Sır perdesinin aralanmaya başladığı sırada Cem Alara’nın kalp kanseri olduğu öğrenir. Son görev öncesi eşinin kanser olduğunu ve geleceğe beraber baktığı Alara’nın ellerinden kayıp gittiği bu sahnede her iki oyuncu da bu çaresizliği sonuna kadar hissettirdi.

Zeynep yüzünden yolunu kaybettiğini düşünen Cem hiç beklemediği bir anda bir çocuk sayesinde Mavi Mağara’yı bulur. Aslında bulduğu bu Mağara onun kaçtığı gerçeğin ta kendisiydi.

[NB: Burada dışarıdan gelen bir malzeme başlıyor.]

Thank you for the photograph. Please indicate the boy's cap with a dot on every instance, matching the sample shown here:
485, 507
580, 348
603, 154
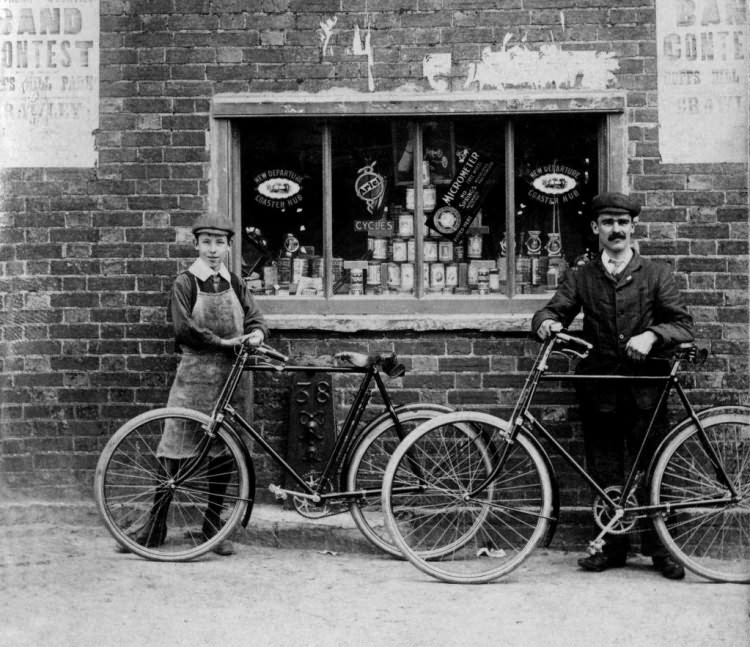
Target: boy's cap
611, 202
213, 223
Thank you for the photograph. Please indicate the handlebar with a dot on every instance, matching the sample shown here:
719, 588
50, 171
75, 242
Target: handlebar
263, 349
560, 337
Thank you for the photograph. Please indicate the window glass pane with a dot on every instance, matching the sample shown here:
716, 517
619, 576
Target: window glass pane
282, 220
556, 176
373, 253
476, 191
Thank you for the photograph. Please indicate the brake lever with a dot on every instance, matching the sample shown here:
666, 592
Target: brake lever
572, 353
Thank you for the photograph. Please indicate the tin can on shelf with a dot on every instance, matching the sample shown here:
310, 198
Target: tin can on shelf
399, 250
380, 248
483, 280
405, 225
437, 276
270, 276
459, 252
429, 198
356, 280
285, 269
373, 274
316, 266
426, 179
451, 275
430, 251
407, 277
463, 276
474, 246
494, 281
299, 269
394, 276
445, 251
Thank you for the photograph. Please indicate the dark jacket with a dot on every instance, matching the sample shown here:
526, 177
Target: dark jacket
643, 297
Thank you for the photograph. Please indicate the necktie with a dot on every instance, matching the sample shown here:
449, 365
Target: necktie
614, 266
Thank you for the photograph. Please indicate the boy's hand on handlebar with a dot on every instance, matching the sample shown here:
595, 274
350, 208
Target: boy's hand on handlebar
547, 327
253, 339
640, 346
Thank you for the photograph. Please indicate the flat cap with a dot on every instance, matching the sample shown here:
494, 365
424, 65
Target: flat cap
611, 202
213, 223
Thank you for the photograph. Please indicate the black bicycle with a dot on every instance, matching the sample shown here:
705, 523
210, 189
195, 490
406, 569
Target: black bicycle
484, 492
179, 509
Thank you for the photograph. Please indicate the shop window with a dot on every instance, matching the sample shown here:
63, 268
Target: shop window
440, 210
472, 207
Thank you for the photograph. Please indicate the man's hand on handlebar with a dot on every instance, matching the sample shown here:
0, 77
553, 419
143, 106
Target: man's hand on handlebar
547, 327
640, 346
253, 339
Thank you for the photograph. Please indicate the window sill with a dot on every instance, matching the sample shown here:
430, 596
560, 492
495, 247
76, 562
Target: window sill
361, 315
404, 322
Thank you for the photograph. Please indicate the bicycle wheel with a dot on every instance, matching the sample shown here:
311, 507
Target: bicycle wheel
430, 516
367, 468
170, 509
712, 540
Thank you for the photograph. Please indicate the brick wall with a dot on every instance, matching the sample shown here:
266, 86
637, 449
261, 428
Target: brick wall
87, 256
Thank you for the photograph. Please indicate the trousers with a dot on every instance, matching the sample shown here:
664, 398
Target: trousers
611, 441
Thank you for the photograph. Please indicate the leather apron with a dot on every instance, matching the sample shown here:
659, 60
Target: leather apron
201, 374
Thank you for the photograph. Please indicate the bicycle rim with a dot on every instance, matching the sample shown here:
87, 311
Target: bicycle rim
170, 509
712, 540
366, 471
433, 522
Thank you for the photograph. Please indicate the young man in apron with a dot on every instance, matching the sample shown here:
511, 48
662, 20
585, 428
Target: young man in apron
213, 312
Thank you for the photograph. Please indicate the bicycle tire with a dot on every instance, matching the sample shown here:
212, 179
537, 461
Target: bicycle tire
366, 470
710, 540
146, 512
447, 536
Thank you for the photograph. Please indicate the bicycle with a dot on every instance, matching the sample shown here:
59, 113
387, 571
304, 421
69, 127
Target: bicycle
698, 483
193, 503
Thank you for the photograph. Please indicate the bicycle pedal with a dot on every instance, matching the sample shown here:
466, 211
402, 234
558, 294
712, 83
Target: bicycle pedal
278, 492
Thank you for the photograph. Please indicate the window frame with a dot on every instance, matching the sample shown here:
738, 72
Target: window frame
419, 311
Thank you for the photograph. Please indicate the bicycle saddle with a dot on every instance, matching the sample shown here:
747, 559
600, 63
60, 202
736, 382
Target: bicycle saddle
386, 361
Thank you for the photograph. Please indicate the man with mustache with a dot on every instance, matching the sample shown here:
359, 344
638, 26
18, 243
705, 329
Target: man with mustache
632, 308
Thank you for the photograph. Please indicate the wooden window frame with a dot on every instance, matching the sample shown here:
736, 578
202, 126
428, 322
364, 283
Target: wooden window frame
421, 312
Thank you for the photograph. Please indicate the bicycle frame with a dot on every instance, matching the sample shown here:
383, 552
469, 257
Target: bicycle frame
224, 414
523, 420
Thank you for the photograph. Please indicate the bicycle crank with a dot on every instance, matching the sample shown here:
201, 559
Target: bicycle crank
316, 509
604, 514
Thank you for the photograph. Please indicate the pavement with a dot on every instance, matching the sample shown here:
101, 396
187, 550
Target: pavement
310, 583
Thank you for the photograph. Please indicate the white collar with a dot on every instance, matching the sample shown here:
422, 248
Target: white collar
606, 259
202, 271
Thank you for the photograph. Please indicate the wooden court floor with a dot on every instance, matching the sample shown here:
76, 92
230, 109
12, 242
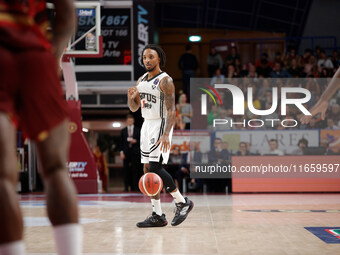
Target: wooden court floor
219, 224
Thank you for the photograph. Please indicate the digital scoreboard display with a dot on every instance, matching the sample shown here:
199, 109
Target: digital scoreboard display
116, 32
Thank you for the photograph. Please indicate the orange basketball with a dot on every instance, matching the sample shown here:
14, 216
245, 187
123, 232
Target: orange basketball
150, 184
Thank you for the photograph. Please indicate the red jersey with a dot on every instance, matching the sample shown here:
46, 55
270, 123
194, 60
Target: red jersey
23, 23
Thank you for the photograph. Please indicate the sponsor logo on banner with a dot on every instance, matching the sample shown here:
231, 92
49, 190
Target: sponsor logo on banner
77, 169
326, 234
259, 139
85, 12
184, 139
76, 166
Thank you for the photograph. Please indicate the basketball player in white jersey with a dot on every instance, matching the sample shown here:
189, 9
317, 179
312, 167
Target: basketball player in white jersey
322, 104
155, 94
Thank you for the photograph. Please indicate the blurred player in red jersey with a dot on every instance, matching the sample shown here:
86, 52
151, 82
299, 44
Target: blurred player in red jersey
31, 92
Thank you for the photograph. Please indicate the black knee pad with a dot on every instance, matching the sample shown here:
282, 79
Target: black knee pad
157, 168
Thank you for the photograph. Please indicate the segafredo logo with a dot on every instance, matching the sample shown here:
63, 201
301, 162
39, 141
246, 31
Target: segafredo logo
85, 12
239, 106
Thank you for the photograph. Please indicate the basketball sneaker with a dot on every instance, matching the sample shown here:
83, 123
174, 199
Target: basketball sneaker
182, 211
153, 220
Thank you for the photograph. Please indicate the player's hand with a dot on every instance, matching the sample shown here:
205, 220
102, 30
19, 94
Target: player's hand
165, 143
320, 107
132, 92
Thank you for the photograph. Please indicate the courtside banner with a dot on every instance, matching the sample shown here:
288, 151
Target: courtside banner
256, 130
332, 138
201, 141
259, 140
143, 20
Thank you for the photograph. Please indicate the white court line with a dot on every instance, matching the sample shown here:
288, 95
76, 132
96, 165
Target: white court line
111, 254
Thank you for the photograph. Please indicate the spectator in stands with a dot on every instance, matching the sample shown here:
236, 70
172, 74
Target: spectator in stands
324, 143
311, 67
218, 78
278, 58
278, 72
252, 71
188, 64
214, 62
232, 57
335, 59
231, 71
274, 115
273, 148
306, 55
318, 52
266, 99
291, 56
184, 111
264, 68
294, 70
213, 114
243, 150
324, 61
261, 92
334, 114
331, 125
303, 143
224, 116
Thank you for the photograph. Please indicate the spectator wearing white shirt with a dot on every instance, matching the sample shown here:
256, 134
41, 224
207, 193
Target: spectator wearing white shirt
273, 148
324, 61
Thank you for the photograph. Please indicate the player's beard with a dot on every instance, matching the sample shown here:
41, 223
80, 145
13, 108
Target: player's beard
151, 69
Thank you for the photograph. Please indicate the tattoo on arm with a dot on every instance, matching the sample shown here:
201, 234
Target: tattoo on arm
134, 104
168, 88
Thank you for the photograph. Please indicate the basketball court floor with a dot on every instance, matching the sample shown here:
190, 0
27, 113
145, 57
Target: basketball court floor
219, 224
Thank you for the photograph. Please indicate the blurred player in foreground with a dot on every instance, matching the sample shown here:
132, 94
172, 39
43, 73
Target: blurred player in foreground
322, 105
155, 94
30, 92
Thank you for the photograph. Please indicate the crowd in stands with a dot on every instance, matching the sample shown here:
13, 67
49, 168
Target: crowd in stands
262, 76
281, 70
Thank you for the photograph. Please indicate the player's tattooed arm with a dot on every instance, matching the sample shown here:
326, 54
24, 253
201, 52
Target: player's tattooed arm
133, 97
64, 25
168, 88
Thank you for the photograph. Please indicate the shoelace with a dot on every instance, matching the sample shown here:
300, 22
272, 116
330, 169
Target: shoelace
178, 208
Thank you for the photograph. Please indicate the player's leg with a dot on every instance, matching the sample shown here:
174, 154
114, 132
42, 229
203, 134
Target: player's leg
183, 205
62, 207
157, 219
10, 214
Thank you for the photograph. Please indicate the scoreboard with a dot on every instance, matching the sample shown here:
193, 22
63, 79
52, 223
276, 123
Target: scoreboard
116, 32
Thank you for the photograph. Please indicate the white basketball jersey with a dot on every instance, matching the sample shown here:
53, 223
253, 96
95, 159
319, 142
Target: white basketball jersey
152, 98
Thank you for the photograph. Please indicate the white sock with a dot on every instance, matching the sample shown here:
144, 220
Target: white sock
156, 206
68, 239
178, 197
13, 248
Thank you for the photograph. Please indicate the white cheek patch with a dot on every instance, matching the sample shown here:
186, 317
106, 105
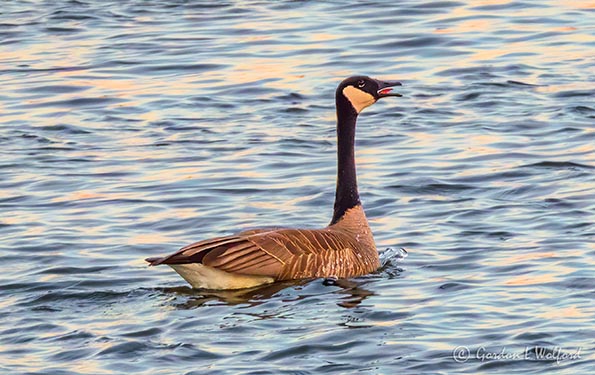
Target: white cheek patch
359, 99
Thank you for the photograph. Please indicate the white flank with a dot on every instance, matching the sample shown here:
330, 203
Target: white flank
202, 277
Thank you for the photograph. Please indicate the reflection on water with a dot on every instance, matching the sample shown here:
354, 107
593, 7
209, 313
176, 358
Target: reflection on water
129, 129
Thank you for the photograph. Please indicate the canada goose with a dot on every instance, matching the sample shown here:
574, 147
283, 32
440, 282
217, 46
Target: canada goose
345, 248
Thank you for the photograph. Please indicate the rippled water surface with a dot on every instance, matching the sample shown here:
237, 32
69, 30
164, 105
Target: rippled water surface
131, 128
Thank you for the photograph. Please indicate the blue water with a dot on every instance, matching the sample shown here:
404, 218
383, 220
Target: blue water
131, 128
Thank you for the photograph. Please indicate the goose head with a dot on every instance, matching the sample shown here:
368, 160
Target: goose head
362, 91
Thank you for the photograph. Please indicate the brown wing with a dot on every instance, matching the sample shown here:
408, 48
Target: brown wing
280, 253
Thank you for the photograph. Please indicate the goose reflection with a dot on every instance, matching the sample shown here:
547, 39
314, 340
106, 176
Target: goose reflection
351, 293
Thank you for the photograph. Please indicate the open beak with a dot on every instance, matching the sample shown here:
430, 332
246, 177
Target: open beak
385, 88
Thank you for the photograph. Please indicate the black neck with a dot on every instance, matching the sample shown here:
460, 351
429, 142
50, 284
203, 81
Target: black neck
346, 196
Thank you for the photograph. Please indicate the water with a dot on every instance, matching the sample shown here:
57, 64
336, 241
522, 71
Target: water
129, 129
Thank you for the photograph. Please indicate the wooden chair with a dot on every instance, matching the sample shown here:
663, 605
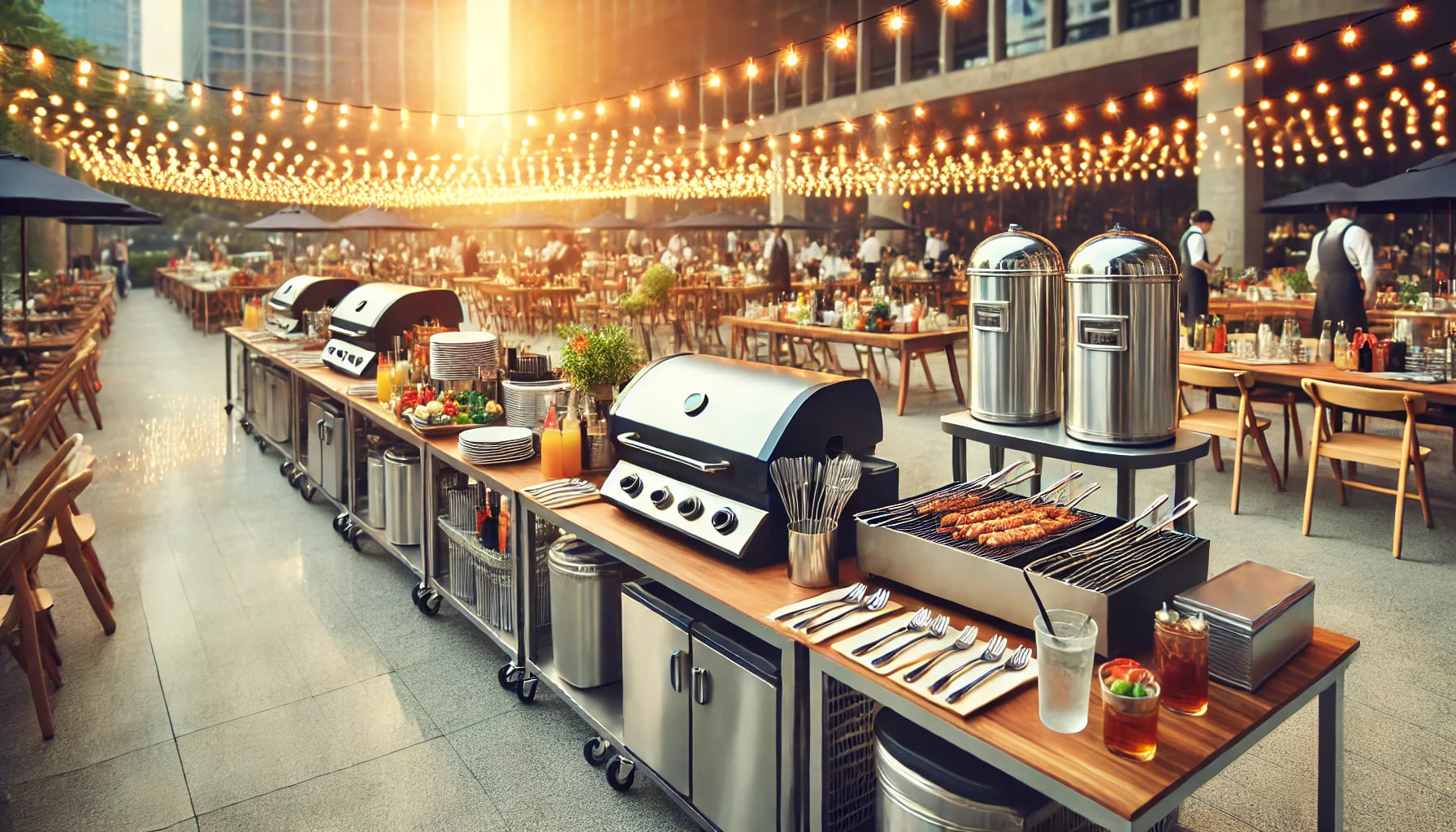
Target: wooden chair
1235, 424
1379, 451
20, 620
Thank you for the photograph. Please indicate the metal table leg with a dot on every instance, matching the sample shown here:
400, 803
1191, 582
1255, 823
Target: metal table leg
1331, 787
1126, 492
1183, 488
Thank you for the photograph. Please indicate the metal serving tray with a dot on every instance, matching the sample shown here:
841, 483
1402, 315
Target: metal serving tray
998, 589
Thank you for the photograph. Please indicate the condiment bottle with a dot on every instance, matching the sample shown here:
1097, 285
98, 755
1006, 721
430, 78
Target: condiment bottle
1327, 343
571, 446
551, 448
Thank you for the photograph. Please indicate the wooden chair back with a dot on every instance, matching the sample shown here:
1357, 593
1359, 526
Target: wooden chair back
1367, 400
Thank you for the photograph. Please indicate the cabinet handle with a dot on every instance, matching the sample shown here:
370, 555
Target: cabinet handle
674, 670
700, 685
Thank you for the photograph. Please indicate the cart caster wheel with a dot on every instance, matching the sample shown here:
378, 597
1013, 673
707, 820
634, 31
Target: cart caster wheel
526, 690
509, 677
621, 773
597, 752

Mağara sahnelerinde çekimlere bayıldım. Altan Dönmez inanılmaz bir dünya sunmuş bizlere, bütün ekibin emeklerine sağlık. Sonu şaşırtıcı biten filmlerin bağımlısı olarak Mavi Mağara’nın sonunu asla tahmin edemedim. Kerem Bürsin yayınlanmış ilk işi olmasına rağmen muhteşem bir iş çıkarmış.
-BUNDAN SONRASI SPOILER İÇERİR–


A: Neden ben?
C: İyi ki sen. 🙂


Cem ölür, Alara yaşar. Bu yolculukta izlediğimiz gizemli kadının Cem’in annesi olması, yaralı bir şekilde ortaya çıkan ve gerçekten de sorunlu bir adam olan Harun’un aslında Cem’in babası olması ve beklenen yüzleşmenin sağlanması muhteşemdi. Basit görünen bir tanışma sahnesinin bile daha sonra cevap bulması, sahneler arasında asla kopukluk olmamasını o kadar takdir ettim ki. Son sahnede bütün illüzyonun bitmesi, ölümün gerçek yüzü ve çocuğu ile yalnız kalan Alaranın çaresizliği… Sizler harikasınız! Senaryonun 180 derece dönmesi o kadar mantıklı şekilde işlenmiş ki, oyuncuların bu filme olan heyecanını bir kez daha anladım.
Cem aslında gittiği görevde ölmüş, Alara hiç hasta olmamış ve izlediklerimizin aklının ona oynadığı bir illüzyondan ibaret olması aklımın ucundan geçmezdi. Bizim son görevimiz de bu illüzyonu tahmin etmekti sanırım. 🙂 Son sahne asla bitmesin istedim, Kerem Bürsin ve Devrim Özkan iyi ki bir araya gelmiş ve onları bu muhteşem senaryoda izlemişiz. İzleyiciye değer veren, buram buram emek kokan hikayelerin daha artması dileğiyle.
Ve Kerem Bürsin senaristliği asla bırakmasın, böyle güzel hikayeler izlemeye devam edelim. Emeği geçen herkese çok teşekkür ederim. Yeni yazılarda görüşmek üzere!